If your main complaint about your high school English class was that there wasn’t enough personal finance, then you’re in the right place. Let the classics of American literature teach you everything you need to know about the do’s and don’ts (mostly don’ts) of managing your money.
To kick things off, let’s turn to one of those scribbling women herself: Louisa May Alcott. Alcott’s father, Bronson Alcott, was an educator, reformer and all-around crackpot who was constantly in debt and whose idea of a good business venture was the unsuccessful Transcendentalist free-love commune Fruitlands. Alcott grew up always worrying about money, an anxiety that’s clearly visible in her most well-known novel, Little Women.
The March girls are always complaining about being poor, and then feeling guilty about complaining about being poor, since they have more than the really destitute German family down the street. Fortunately, the girls make friends with their very rich next-door-neighbor Laurie, so even if they are still technically poor, they don’t seem to miss out on too many luxuries. This is Little Women’s first financial lesson: Make friends with rich people and then marry them.
Mr. March isn’t quite the debt-ridden crackpot that Bronson Alcott was, but he is a pastor with a tendency to give away his material possessions, so he’s not much help in the family income department. To keep the family financially afloat, Jo March takes up writing (I told you it was a good career for the ladies). She has some early success, but it’s not until she moves to New York and starts writing lurid sensation stories under an assumed name that she really starts to make bank. She rips ideas from the headlines and turns them into exciting, if formulaic, stories that sell like proverbial hot cakes.
There’s just one problem: the German professor Mr. Bhaer, who has taken a father-like (soon to be husband-like, but that’s a different kettle of fish) interest in Jo, figures out that she’s been writing these potboilers and starts worrying about her soul. He shows her, in his kind, gentle way, that these stories have been polluting her mind, and that if she keeps writing them, her very moral foundation may crumble away.
Alarmed, Jo takes his advice and stops writing sensation stories. By the end of the book, she’s pretty much stopped writing altogether, opting instead to marry Prof. Bhaer and open up a school for wayward boys together. The lesson of Little Women seems pretty clear: sensational stories will rot the brain and corrupt the writer.

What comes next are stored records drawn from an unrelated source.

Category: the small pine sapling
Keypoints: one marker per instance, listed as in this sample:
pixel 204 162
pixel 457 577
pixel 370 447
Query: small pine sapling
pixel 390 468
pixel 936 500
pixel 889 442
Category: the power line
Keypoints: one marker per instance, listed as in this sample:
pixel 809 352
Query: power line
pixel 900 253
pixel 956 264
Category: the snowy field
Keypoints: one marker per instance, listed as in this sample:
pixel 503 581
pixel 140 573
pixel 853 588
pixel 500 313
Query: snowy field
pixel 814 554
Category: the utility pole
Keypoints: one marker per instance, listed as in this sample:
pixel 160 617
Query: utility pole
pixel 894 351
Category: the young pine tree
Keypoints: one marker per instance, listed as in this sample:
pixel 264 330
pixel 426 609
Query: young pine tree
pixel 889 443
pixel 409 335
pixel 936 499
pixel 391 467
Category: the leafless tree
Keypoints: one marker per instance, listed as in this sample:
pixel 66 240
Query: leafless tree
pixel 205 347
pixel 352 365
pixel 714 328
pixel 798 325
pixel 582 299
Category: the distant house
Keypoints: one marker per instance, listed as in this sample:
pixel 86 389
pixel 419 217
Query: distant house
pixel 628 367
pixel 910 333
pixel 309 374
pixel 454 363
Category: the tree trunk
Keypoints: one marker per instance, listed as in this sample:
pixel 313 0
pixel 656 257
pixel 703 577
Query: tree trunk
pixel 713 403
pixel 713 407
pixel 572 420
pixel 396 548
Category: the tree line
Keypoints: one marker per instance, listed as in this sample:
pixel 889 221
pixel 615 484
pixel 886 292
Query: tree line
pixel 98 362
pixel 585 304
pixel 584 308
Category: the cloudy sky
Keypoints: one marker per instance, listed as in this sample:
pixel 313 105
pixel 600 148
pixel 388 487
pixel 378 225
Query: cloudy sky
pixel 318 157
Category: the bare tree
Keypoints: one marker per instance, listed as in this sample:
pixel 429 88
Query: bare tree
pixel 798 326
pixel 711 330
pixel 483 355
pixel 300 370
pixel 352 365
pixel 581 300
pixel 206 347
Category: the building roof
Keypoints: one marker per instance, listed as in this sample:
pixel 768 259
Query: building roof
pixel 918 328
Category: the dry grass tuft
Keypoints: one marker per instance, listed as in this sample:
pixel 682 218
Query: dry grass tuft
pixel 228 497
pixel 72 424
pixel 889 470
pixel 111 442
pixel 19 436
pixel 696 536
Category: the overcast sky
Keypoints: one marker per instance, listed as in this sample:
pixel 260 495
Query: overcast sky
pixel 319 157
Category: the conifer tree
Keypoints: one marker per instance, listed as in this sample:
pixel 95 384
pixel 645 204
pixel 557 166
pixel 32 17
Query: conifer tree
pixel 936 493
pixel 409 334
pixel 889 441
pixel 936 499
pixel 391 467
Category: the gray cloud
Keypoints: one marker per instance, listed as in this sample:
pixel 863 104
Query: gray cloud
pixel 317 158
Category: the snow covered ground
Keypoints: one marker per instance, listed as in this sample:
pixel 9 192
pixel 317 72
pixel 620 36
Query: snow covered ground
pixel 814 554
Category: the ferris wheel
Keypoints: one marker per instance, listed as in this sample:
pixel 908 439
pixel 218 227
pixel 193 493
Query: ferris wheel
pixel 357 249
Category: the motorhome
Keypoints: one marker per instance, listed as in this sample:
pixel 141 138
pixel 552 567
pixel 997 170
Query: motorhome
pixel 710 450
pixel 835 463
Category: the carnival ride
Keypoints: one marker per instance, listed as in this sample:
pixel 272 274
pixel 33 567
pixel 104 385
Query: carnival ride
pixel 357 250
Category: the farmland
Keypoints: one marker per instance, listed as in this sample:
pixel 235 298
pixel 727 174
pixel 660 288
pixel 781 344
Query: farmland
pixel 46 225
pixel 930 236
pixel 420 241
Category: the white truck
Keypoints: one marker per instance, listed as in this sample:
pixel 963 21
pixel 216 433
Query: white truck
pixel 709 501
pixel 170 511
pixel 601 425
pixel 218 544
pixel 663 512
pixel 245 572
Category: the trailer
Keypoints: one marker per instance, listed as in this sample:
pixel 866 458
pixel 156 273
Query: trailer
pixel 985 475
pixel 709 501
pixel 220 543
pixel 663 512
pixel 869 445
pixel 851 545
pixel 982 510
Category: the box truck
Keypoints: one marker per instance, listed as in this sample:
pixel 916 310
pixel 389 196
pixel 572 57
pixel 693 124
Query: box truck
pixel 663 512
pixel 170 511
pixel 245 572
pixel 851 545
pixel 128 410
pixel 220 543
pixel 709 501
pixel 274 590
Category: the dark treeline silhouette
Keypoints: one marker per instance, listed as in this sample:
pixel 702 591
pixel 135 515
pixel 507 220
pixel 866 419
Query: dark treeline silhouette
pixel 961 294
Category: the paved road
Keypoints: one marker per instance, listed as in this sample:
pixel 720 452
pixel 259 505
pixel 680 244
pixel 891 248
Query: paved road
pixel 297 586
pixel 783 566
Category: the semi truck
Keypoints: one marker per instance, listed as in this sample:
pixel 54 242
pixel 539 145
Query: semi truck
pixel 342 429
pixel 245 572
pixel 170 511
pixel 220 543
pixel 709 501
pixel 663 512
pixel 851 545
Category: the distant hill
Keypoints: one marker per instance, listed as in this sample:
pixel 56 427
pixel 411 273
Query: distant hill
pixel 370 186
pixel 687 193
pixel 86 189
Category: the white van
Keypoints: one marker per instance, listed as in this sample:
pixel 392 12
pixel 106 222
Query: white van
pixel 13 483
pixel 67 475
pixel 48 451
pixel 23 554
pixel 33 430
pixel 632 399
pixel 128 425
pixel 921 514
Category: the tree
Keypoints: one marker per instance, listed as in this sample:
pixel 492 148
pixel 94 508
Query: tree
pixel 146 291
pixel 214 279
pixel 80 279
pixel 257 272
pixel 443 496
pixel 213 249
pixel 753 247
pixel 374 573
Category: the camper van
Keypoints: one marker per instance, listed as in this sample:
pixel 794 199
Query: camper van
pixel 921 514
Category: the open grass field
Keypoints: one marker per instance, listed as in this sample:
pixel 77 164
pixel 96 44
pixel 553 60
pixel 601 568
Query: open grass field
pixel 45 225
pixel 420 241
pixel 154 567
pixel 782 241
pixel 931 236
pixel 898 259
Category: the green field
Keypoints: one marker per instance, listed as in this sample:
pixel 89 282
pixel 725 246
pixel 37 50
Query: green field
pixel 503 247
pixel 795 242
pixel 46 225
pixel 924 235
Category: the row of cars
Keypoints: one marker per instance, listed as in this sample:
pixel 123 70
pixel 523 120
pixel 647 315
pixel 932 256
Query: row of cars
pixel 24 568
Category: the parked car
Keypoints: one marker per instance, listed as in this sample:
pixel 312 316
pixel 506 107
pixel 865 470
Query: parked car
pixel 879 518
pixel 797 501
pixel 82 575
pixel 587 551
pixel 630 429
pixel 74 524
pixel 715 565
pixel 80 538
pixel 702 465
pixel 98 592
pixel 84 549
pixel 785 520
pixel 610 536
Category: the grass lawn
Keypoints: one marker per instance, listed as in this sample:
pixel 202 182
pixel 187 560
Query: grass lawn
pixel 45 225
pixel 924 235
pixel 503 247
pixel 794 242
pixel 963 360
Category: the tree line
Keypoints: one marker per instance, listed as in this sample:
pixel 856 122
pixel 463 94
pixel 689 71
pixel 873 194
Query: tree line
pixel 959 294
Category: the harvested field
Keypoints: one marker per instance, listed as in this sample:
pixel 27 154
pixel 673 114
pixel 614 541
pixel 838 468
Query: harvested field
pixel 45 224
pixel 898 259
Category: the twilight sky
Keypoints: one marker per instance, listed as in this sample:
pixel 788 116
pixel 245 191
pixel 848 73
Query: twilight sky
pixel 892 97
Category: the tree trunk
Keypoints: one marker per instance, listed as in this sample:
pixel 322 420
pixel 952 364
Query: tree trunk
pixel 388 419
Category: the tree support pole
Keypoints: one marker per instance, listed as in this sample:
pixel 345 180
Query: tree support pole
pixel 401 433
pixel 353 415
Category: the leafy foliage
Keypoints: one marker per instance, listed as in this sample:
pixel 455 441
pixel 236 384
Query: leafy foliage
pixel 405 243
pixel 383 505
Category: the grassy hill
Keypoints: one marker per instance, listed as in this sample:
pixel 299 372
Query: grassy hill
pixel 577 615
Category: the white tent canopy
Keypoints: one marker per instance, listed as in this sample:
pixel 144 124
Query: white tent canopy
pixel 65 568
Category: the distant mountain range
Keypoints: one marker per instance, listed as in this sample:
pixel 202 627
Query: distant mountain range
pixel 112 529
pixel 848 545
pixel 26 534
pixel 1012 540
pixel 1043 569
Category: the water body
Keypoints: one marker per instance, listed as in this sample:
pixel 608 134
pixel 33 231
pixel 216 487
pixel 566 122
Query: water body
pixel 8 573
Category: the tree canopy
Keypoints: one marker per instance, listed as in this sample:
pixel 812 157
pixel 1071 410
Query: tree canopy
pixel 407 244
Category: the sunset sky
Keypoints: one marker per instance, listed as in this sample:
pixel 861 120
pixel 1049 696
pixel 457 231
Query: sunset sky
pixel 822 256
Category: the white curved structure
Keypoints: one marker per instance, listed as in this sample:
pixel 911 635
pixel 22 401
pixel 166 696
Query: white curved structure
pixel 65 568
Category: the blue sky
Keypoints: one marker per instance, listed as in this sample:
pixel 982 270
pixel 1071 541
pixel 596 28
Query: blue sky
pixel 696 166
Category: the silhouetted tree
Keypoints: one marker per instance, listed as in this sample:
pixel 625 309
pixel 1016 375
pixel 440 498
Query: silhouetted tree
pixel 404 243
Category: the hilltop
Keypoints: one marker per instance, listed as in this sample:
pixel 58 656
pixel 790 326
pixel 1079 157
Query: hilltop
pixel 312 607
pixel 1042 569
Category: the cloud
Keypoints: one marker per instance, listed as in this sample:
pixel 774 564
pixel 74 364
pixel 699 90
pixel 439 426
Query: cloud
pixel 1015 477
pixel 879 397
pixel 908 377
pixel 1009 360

Except. While she was writing Little Women and its sequels, Louisa May Alcott herself was happily churning out lurid and sensational tales under an assumed name. She didn’t even like writing Little Women all that much–she thought it was kind of tedious, but since it was making money, she kept writing. The income from her novels and sensational stories allowed her to live an independent life. She never married, and was kind of resentful when fans demanded that the characters in Little Women get married. She wrote in her journal, “I won’t marry Jo to Laurie to please anyone,” and instead married her off to Prof. Bhaer as a “funny match” more or less meant to spite fans.
And that, my friends, is Little Women’s most important financial lesson: Do as Louisa May Alcott does, not as she says. Figure out what sells and do it, because it probably won’t mean sacrificing your soul. Anyone who tells you otherwise is almost certainly trying to marry you and keep you from a life of happy spinsterhood.